Kecepatan hanya 50/km, tak ingin tergesa untuk sampai di desa
Karang yang menjadi tujuan akhir Urip untuk menurunkan barang pesanan pelanggan.
Udara masih terasa agak gerah sedang ac pendingin sudah berada di level
maksimal. Perjalanan rutin yang membosankan melalui perkebun sawit milik perusahaan
dari orang-orang kaya dan jika tidak itu maka galian sangat dalam dan lebar
bekas dari pegerukan batu-bara. Sisanya hanya lahan-lahan kecil milik rakyat
yang tak begitu luas. Negeri yang kaya bagi orang yang memaknai hidup dengan
arti menumpuk kekayaan.
Di depan surau Urip berhenti, rasa penat memaksanya untuk turun sekedar melemaskan
otot karena sudah setengah hari lebih duduk di belakang kemudi.

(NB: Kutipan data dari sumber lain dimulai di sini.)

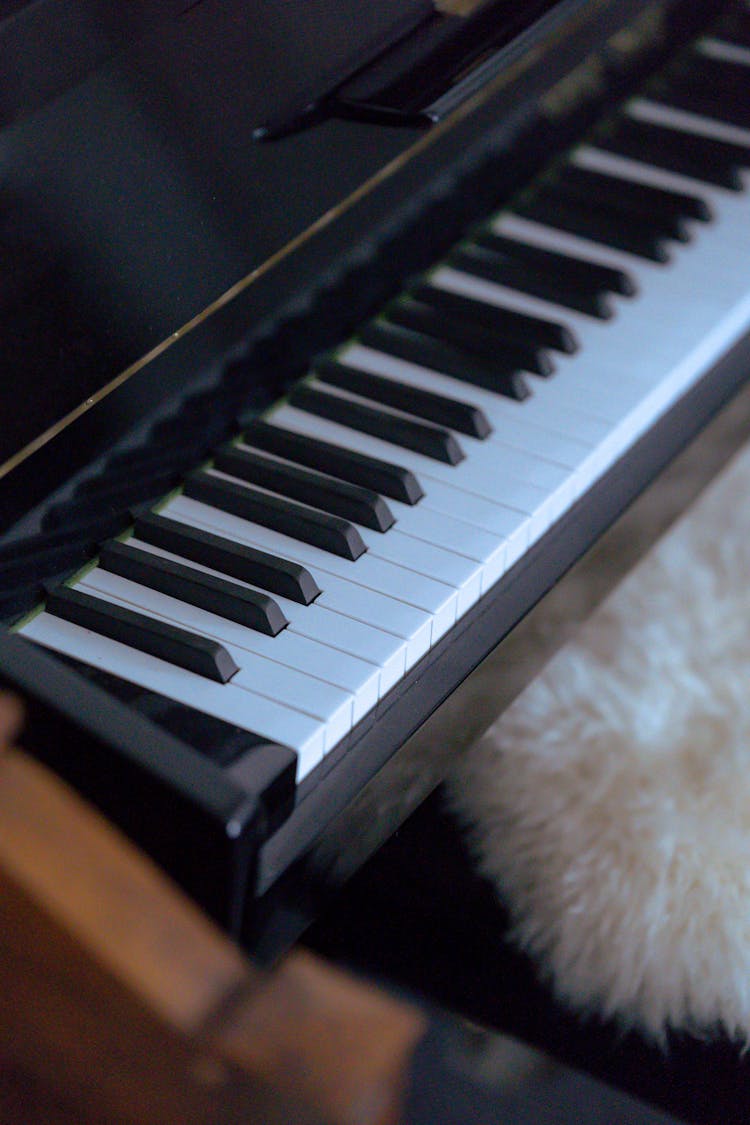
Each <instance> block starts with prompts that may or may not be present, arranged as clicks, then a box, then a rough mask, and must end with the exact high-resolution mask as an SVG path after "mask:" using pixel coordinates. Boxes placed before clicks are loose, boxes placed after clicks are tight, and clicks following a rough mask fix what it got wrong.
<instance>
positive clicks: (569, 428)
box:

Berteduh di bawah pohon asam menjadi pilihan yang paling nyaman apalagi angin mulai semilir
menghibur membawa aroma wangi tipis kembang kopi dari perkebunan. Urip
memandang jauh ke awan di langit biru, ada
yang terusik dari kesadarannya ketika wangi kembang kopi itu tercium semakin kuat,
ingatan tentang tanah dalam.
Ada terlalu banyak hal dari kebersamaan dengan orang-orang
yang telah ditinggalkan. Dan ketika Urip memandangi beberapa luka di tubuh, ia
tersenyum, luka yang akan selalu diingat, tapi sesaat kemudian wajah Urip
berubah, ia menjadi tampak pucat, jelas menggambar sebagian dosa bangkit,
luka yang dipandangi tadi kelihatannya berubah menjadi kutuk dan menghukum. Rupannya Urip lebih dalam mengingat perjalan yang telah ia lalui, ada banyak hal yang
telah pernah ia lakukan hingga menyakiti orang-orang yang ia cintai. Sekarang
semua kenangan menyesak, memenuhi sadar hingga terasa berat nafas Urip. Rasa sesal yang barangkali akan abadi. Bagaimana tidak, Urip telah membuat orang yang di cintai menangis, Urip sadar akan
kebodohannya, dia telah membiarkan orang yang dicintai menunggu.
Waktu terus mengalir menghanyutkan Urip. Sedang
disetiap sepi hangat nafas dari orang yang ia cintai masih terlalu dekat dengan
telinga.
Urip bersandar dan memejamkan mata dan tak tahu harus apa.